Interdisciplinary Seminar: Joseph Schafer, Census Bureau

Modeling Coarsened Categorical Variables: Techniques and Software

Presented by Joseph Schafer, United States Census Bureau

Friday, March 24
11:00 a.m. ET
Gentry 144

Coarsened data can express intermediate states of knowledge between fully observed and fully missing. For example, when classifying survey respondents by cigarette smoking behavior as 1=never smoked, 2=former smoker, or 3=current smoker, we may encounter some who reported having smoked in the past but whose current activity is unknown (either 2 or 3, but not 1). Software for categorical data modeling typically provides codes for missing values but lacks convenient ways to convey states of partial knowledge. A new R package cvam: Coarsened Variable Modeling, extends R's implementation of categorical variables (factors) and fits log-linear and latent-class models to incomplete datasets containing coarsened and missing values.
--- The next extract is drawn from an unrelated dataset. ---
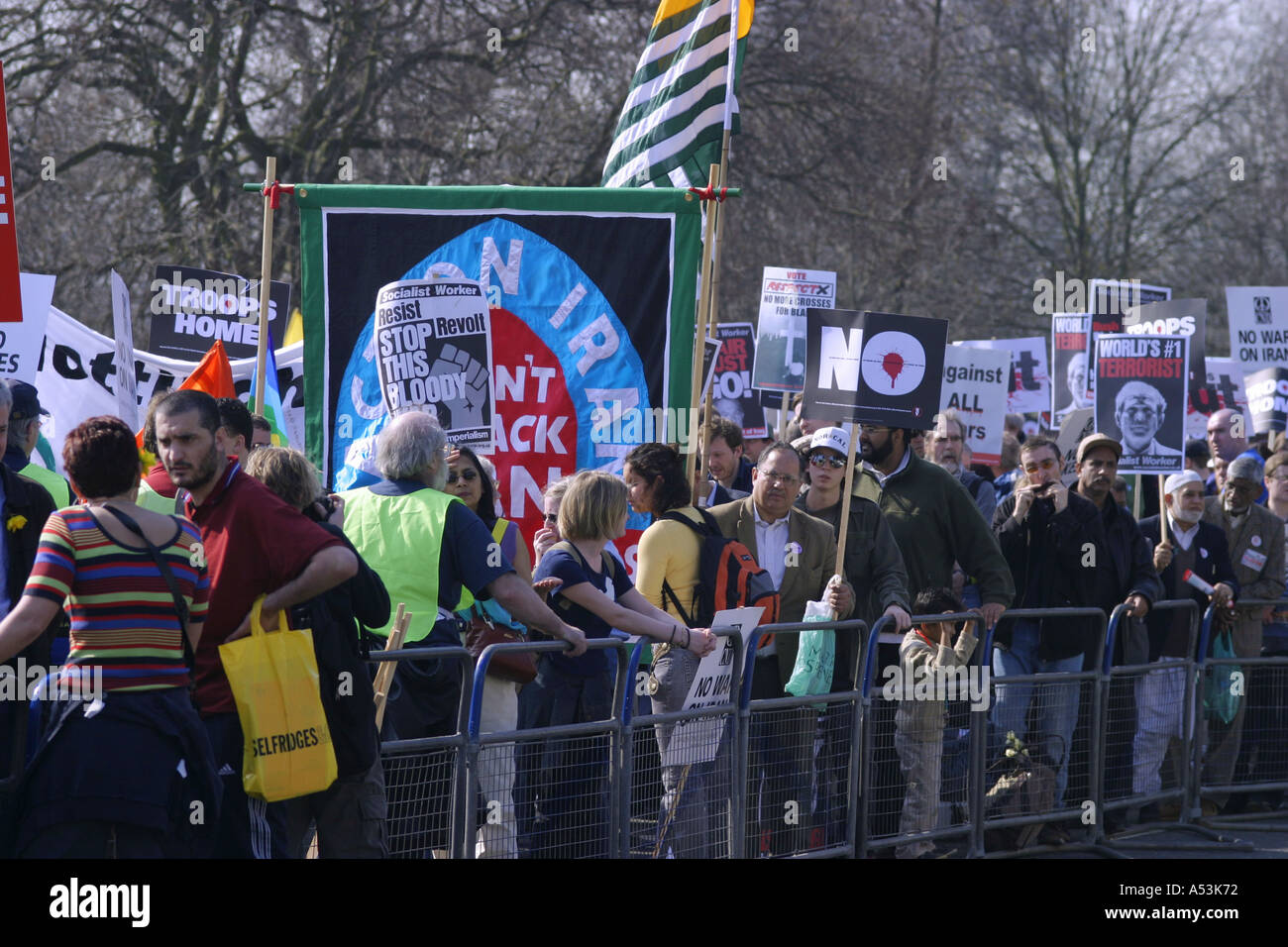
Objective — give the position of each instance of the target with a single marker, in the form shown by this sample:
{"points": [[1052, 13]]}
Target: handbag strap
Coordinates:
{"points": [[163, 567]]}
Methods include maximum likelihood estimation using an expectation-maximization algorithm, approximate Bayesian and Bayesian inference via Markov chain Monte Carlo. Functions are also provided for comparing models, predicting missing values, creating multiple imputations, and generating partially or fully synthetic data. In the first major application of this software, data from the U.S. Decennial Census and administrative records were combined to predict citizenship status for 309 million residents of the United States.

Speaker Bio:

Joseph L. Schafer earned a Ph.D. in Statistics from Harvard University in 1992. For two decades, he served on the faculty of the Department of Statistics at The Pennsylvania State University, and is now Senior Mathematical Statistician for Analytic Modeling in the Research and Methodology Directorate at the United States Census Bureau. He has authored three books and dozens of articles in statistics, biostatistics, survey methodology, quantitative psychology, prevention research and other fields. His research interests include missing data, computational statistics, software development, Bayesian analysis, longitudinal data, latent-variable modeling and causal inference. He currently serves on the Federal Committee for Statistical Methodology.